From cc9c02cced7043ba8920a82e335bdf2af32a404d Mon Sep 17 00:00:00 2001
From: Jiri Popelka <jpopelka@redhat.com>
Date: Aug 11 2011 07:31:12 +0000
Subject: CVE-2011-2748, CVE-2011-2749, #729850


---

diff --git a/dhcp-4.2.1-P1-CVE-2011-2748-2749.patch b/dhcp-4.2.1-P1-CVE-2011-2748-2749.patch
new file mode 100644
index 0000000..7d2250f
--- /dev/null
+++ b/dhcp-4.2.1-P1-CVE-2011-2748-2749.patch
@@ -0,0 +1,59 @@
+diff -up dhcp-4.2.1-P1/common/discover.c.CVE-2011-2748-2749 dhcp-4.2.1-P1/common/discover.c
+--- dhcp-4.2.1-P1/common/discover.c.CVE-2011-2748-2749	2011-08-11 09:25:01.000000000 +0200
++++ dhcp-4.2.1-P1/common/discover.c	2011-08-11 09:28:14.318406808 +0200
+@@ -1389,12 +1389,16 @@ isc_result_t got_one (h)
+ 	if (result == 0)
+ 		return ISC_R_UNEXPECTED;
+ 
+-	/* If we didn't at least get the fixed portion of the BOOTP
+-	   packet, drop the packet.  We're allowing packets with no
+-	   sname or filename, because we're aware of at least one
+-	   client that sends such packets, but this definitely falls
+-	   into the category of being forgiving. */
+-	if (result < DHCP_FIXED_NON_UDP - DHCP_SNAME_LEN - DHCP_FILE_LEN)
++	/*
++	 * If we didn't at least get the fixed portion of the BOOTP
++	 * packet, drop the packet.
++	 * Previously we allowed packets with no sname or filename
++	 * as we were aware of at least one client that did.  But
++	 * a bug caused short packets to not work and nobody has
++	 * complained, it seems rational to tighten up that
++	 * restriction.
++	 */
++	if (result < DHCP_FIXED_NON_UDP)
+ 		return ISC_R_UNEXPECTED;
+ 
+ 	if (bootp_packet_handler) {
+diff -up dhcp-4.2.1-P1/common/options.c.CVE-2011-2748-2749 dhcp-4.2.1-P1/common/options.c
+--- dhcp-4.2.1-P1/common/options.c.CVE-2011-2748-2749	2011-08-11 09:25:01.266574346 +0200
++++ dhcp-4.2.1-P1/common/options.c	2011-08-11 09:25:01.312573904 +0200
+@@ -592,8 +592,8 @@ cons_options(struct packet *inpacket, st
+ 	} else if (bootpp) {
+ 		mb_size = 64;
+ 		if (inpacket != NULL &&
+-		    (inpacket->packet_length - DHCP_FIXED_LEN >= 64))

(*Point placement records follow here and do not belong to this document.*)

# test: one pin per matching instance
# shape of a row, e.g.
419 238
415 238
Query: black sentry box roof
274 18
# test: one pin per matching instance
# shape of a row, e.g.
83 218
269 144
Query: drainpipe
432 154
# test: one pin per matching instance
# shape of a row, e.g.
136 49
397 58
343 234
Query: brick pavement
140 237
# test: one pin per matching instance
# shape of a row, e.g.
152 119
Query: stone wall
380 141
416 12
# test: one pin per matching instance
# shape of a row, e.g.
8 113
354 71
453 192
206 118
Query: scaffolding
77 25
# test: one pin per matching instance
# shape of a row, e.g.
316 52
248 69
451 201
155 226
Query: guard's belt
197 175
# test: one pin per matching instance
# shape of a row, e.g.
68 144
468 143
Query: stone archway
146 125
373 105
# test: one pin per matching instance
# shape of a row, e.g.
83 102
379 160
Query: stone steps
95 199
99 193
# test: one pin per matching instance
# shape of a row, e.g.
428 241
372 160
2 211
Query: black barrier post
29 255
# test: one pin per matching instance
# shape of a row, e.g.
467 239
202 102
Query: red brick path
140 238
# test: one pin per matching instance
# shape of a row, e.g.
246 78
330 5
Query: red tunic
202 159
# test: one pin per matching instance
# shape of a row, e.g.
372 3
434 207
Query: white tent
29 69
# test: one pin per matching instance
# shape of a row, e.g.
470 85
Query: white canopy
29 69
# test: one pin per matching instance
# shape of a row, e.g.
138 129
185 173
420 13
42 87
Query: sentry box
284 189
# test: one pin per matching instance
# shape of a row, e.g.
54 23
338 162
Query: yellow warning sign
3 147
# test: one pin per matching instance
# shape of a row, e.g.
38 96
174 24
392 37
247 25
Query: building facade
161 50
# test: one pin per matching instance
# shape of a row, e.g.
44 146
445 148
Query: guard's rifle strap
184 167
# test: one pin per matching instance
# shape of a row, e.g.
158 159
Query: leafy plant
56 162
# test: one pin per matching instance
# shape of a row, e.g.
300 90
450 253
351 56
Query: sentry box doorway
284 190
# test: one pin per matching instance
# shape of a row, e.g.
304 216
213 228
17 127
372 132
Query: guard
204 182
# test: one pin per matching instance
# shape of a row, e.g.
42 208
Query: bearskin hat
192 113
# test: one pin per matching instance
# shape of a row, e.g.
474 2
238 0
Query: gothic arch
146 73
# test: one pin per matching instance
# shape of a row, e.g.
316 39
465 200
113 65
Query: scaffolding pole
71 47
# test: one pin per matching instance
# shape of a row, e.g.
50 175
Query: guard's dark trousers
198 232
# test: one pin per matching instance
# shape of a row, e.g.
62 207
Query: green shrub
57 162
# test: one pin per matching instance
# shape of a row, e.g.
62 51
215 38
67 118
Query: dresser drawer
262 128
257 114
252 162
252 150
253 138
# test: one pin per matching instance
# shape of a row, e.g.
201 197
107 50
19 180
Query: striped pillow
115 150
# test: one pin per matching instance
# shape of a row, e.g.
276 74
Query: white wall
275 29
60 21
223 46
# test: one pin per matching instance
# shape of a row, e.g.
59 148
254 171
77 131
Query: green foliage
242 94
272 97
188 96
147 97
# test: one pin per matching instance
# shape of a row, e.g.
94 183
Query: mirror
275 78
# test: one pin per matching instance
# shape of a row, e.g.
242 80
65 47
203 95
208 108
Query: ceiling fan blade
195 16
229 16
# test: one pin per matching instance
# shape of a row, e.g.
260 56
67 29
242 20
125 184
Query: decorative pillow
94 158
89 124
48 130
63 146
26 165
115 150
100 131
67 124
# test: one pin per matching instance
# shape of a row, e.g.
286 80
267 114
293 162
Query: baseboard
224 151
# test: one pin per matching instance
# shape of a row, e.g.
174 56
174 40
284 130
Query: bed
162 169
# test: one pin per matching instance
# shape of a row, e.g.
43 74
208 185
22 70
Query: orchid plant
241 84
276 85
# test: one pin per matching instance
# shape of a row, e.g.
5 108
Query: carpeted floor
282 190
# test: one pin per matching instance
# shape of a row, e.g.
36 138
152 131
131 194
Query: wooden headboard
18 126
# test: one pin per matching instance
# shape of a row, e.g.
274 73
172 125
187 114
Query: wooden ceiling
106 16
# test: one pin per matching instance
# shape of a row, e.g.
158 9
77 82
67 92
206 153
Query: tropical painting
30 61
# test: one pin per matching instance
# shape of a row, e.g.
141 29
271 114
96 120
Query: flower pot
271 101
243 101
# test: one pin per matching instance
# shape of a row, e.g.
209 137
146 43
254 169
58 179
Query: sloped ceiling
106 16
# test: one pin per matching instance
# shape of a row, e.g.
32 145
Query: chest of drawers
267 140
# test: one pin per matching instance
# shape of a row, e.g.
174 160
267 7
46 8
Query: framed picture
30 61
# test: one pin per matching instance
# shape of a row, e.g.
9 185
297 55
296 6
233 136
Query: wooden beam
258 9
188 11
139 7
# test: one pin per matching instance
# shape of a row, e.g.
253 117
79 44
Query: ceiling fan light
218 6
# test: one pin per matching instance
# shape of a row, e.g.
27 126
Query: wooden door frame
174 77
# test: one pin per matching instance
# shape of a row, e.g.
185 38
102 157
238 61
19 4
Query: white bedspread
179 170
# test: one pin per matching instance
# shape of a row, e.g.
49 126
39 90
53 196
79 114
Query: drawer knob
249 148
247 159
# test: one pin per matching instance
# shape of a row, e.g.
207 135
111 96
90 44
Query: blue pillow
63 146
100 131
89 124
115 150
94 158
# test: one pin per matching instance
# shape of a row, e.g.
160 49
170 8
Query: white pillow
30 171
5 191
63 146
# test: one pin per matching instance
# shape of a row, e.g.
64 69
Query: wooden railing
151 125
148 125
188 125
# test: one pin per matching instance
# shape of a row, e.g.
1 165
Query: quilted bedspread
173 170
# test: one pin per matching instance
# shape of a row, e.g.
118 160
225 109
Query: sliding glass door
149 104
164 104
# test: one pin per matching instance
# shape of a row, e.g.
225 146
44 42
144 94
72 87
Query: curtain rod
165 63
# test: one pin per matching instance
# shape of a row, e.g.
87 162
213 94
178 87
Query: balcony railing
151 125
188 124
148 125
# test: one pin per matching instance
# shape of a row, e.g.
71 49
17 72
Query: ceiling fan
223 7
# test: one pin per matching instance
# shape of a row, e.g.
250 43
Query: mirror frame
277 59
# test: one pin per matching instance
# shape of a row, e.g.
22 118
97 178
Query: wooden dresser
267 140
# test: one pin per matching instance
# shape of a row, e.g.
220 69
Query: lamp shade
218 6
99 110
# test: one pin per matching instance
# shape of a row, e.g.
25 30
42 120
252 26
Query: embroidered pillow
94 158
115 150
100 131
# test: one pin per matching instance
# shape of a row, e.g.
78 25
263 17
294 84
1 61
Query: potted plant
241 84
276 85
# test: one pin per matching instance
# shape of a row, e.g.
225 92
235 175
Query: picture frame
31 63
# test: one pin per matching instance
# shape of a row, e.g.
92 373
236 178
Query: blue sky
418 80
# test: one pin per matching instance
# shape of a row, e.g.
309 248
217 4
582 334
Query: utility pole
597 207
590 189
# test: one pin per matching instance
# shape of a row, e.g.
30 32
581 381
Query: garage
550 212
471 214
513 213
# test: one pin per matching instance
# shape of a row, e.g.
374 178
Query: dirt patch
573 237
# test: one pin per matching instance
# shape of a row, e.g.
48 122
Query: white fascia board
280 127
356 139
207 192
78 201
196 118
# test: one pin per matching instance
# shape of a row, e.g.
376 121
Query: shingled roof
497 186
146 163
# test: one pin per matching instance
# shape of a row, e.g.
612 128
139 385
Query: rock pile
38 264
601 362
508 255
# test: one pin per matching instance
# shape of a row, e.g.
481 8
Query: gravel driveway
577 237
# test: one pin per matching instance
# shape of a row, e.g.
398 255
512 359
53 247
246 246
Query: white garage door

+-			mb_size = inpacket->packet_length - DHCP_FIXED_LEN;
++		    (inpacket->packet_length >= 64 + DHCP_FIXED_NON_UDP))
++			mb_size = inpacket->packet_length - DHCP_FIXED_NON_UDP;
+ 	} else
+ 		mb_size = DHCP_MIN_OPTION_LEN;
+ 
+diff -up dhcp-4.2.1-P1/server/dhcp.c.CVE-2011-2748-2749 dhcp-4.2.1-P1/server/dhcp.c
+--- dhcp-4.2.1-P1/server/dhcp.c.CVE-2011-2748-2749	2011-08-11 09:25:01.177575204 +0200
++++ dhcp-4.2.1-P1/server/dhcp.c	2011-08-11 09:25:01.314573885 +0200
+@@ -2336,6 +2336,7 @@ void ack_lease (packet, lease, offer, wh
+ 	 * giaddr.
+ 	 */
+ 	if (!packet->agent_options_stashed &&
++	    (packet->options != NULL) &&
+ 	    packet->options->universe_count > agent_universe.index &&
+ 	    packet->options->universes[agent_universe.index] != NULL) {
+ 	    oc = lookup_option (&server_universe, state -> options,
+@@ -4448,6 +4449,7 @@ maybe_return_agent_options(struct packet
+ 	 * by the user into the new state, not just give up.
+ 	 */
+ 	if (!packet->agent_options_stashed &&
++	    (packet->options != NULL) &&
+ 	    packet->options->universe_count > agent_universe.index &&
+ 	    packet->options->universes[agent_universe.index] != NULL &&
+ 	    (options->universe_count <= agent_universe.index ||
diff --git a/dhcp.spec b/dhcp.spec
index e60600f..980275e 100644
--- a/dhcp.spec
+++ b/dhcp.spec
@@ -16,7 +16,7 @@
 Summary:  Dynamic host configuration protocol software
 Name:     dhcp
 Version:  4.2.1
-Release:  9.%{patchver}%{?dist}
+Release:  10.%{patchver}%{?dist}
 # NEVER CHANGE THE EPOCH on this package.  The previous maintainer (prior to
 # dcantrell maintaining the package) made incorrect use of the epoch and
 # that's why it is at 12 now.  It should have never been used, but it was.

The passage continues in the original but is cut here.